Social media sites provide a potential forum to waive the privilege through public disclosure of confidential information. With increasing frequency, litigants and even government investigators are turning to social media websites for evidence. Courts have addressed whether a person can ever have a reasonable expectation of privacy in communications posted on social media websites, and whether such postings automatically waive the confidentiality of an otherwise privileged communication.

Recent decisions indicate that communications made over social networking sites are not confidential. In a case addressing the confidentiality of social media, a Pennsylvania court ordered a personal injury plaintiff to allow opposing counsel access to his password-protected Facebook and MySpace accounts to investigate whether information on those sites contradicted his claims. The court stated that absent an applicable privilege, nearly any relevant materials were discoverable, and because operators of Facebook and MySpace had complete access to all site content, there could be no expectation of privacy in communications made on such forums.

Using social media websites to discuss privileged communications also raises a danger of waiver. In Lenz v. Universal Music Corp., No. 5:07-03783, 2010 U.S. Dist. LEXIS 125874 (N.D. Cal. Nov. 17, 2011), a California court found that the plaintiff in a copyright infringement suit had waived the attorney-client privilege through emails to third parties and blog posts regarding conversations with counsel.
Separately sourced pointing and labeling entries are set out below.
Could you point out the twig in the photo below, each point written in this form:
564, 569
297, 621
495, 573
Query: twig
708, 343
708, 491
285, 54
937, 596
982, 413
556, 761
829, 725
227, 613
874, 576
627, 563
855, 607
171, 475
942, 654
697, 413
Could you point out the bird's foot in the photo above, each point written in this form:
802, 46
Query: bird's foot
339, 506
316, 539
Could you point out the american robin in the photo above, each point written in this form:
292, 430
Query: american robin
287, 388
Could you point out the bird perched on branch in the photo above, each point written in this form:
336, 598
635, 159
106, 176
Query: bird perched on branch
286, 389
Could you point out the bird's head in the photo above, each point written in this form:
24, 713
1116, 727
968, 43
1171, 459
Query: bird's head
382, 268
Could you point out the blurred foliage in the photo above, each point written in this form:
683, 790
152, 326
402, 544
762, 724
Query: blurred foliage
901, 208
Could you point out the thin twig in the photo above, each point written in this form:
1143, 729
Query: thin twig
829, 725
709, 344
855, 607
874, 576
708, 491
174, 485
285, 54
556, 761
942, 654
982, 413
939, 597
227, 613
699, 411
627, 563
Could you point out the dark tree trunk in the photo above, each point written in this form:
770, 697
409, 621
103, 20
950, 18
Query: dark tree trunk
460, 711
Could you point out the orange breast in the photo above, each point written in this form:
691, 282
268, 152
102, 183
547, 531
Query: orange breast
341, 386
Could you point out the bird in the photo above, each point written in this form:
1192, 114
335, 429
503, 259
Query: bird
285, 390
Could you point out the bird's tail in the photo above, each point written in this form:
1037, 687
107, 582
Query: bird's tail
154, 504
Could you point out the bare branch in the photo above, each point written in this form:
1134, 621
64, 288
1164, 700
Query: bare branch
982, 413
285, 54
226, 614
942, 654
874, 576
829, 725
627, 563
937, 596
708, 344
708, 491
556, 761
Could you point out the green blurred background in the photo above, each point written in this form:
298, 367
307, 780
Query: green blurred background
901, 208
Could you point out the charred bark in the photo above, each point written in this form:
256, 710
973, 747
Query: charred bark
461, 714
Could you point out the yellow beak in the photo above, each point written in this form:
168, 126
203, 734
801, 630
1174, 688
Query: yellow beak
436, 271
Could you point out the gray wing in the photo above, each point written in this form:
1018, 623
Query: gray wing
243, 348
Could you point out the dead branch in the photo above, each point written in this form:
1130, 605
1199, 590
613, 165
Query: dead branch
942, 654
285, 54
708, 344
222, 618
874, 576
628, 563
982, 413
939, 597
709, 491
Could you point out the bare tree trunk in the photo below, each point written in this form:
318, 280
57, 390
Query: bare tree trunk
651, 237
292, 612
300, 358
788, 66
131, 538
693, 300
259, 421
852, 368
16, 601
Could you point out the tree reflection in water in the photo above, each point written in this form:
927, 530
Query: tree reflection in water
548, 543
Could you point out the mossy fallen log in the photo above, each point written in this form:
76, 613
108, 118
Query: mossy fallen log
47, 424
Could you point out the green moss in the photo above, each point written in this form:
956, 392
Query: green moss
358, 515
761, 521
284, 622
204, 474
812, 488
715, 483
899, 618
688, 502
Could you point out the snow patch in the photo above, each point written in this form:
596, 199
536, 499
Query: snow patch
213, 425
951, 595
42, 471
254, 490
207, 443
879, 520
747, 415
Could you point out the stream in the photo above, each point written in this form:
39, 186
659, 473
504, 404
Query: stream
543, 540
Plaintiff had sued Universal Music Corporation, claiming that Universal knowingly misrepresented that a video plaintiff posted on YouTube infringed Universal’s copyright in a song. Before and after filing her claims, plaintiff visited several online chat rooms and blogs where she discussed conversations she had with counsel regarding her motivation for filing suit. Universal discovered the postings and argued that, in making them, plaintiff waived the attorney-client privilege. The court held that because the communications related to the substance of plaintiff’s conversations with counsel, plaintiff had waived the privilege.

Parties also might be unable to rely on websites’ privacy restrictions to protect communications. In Largent v. Reed, No. 2009-1823 (Pa. Comm. Pls. Nov. 7, 2011), personal injury plaintiff Largent alleged serious and permanent physical and mental injuries resulting from an accident. Defendant Reed wanted access to Largent’s Facebook page (which she recently changed to “private”), claiming that Largent had posted several photographs showing her enjoying life with her family and a status update about going to the gym. Largent refused, claiming that by making her Facebook page “private,” she had a reasonable expectation of privacy in the information she posted there. The court disagreed, admonished Largent for attempting to hide relevant facts behind a “private” Facebook page, and held that everything on the page must be disclosed. “By definition, there can be little privacy on a social networking website,” the judge explained. “Facebook’s foremost purpose is to ‘help you connect and share with the people in your life.’ That can only be accomplished by sharing information with others. Only the uninitiated or foolish could believe that Facebook is an online lockbox of secrets.”

These cases emphasize that parties who wish to maintain the confidentiality of a communication should not post related information online. Although social media websites such as Facebook may designate certain aspects of a user’s account private, courts could find that users who post on these sites have no reasonable expectation of privacy in their postings. While one can imagine a situation in which the outcome could be different, this would be a fact-specific inquiry based on the particular attributes and use of the technology—an ever-shifting arena. Because confidentiality is paramount to the attorney-client privilege, clients who wish to preserve the privilege should beware the risks of social media.